Filmmaker Onir, whose production "Chauranga" is releasing on Friday, believes that cinema in India must be liberated from the Information and Broadcasting Ministry and shifted to the "space of art and culture" in order to necessitate much-needed changes within the industry's framework.
Onir, who is known for directing "My Brother Nikhil", one of the first mainstream Hindi films to deal with the subject of same-sex relationships and AIDS, says that cinema in India has to go through "constant barriers".
"I think the problem is in the fact that cinema in India is not considered, unlike other forms of art, under art and culture ministry. We are not like artists, painters or sculptors... Though there are forces that attack them, they don't have to pass through censors... it is only the filmmakers," Onir said said during a visit to the IANS office here with the team of "Chauranga".
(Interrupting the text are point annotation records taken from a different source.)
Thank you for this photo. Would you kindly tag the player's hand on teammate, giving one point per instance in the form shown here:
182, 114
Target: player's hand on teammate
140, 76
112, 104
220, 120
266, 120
"On TV too, you can put out anything. On internet, print... everything is available. Only cinema has to go through all these barriers constantly, which does not recognise you as an artist," he added.
Onir also rued the ticket pricing at multiplexes and the distribution system, which is "eliminating" people who would watch films.
"Also the entire distribution system, the ticket pricing at multiplexes... art is something that's considered essential for society or for the country, but we are not because we are cinema... It is entertainment. You are constantly eliminating people who could watch films. Single screens are disappearing, they were much more democractic, much more numbers could come to watch films," he added.
Onir also gave a thumbs up to acclaimed filmmaker Shyam Benegal's appointment as the head of a panel to revamp the Central Board of Film Certification (CBFC).
"Shyam Benegal is progressive, he is more of an artiste... As a person he is open enough to have a dialogue with independent filmmakers. We had started a campaign to save indie cinema at change.org, and he was the first person to sign it," Onir said.
Directed by Bikas Ranjan Mishra "Chauranga", sheds light on the violence of class oppression that continues to exist in rural India. It is produced by Anticlock Films, co-owned by Onir and Sanjay Suri.